In this series, ocular surface complications in the form of dry eyes in 20% of patients and band keratopathy in one patient were reported. Interestingly, the incidence of dry eyes following treatment with charged particles (27%) is quite similar to the reported incidence of dry eyes in our series.

The formation of cataract following ruthenium plaque radiotherapy was documented in 60% of patients. Shields et al6, 7 reported on the outcome of using iodine-125 plaque radiotherapy for iris melanoma in 1995 and 2003. The incidence of cataract formation was found to be 70%. This is due to the different radiation properties of iodine-125 and ruthenium-106. Iodine is predominantly a γ-emitter with increased scatter and depth of penetration, resulting in an increased risk of cataract formation. Ruthenium is predominately a β-emitter with less depth of penetration, providing a higher scleral dose. This explains the conjunctival thinning in one patient in our series and necessitates the monitoring of the scleral dose.

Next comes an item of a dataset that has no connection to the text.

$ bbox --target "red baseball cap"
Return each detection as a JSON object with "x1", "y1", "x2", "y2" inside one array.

In summary, ruthenium-106 plaque radiotherapy was found to be effective for the treatment of malignant iris melanoma. In our series of 15 patients with a maximum follow-up of 12 years the most common complication was found to be cataract formation, which is surgically reversible; hence the majority of our patients retained their pre-treatment initial visual acuity. There were no cases of tumour recurrence and the side effects were minimal, proving plaque radiotherapy with ruthenium-106 to be a safe and effective treatment for iris primary malignant melanoma.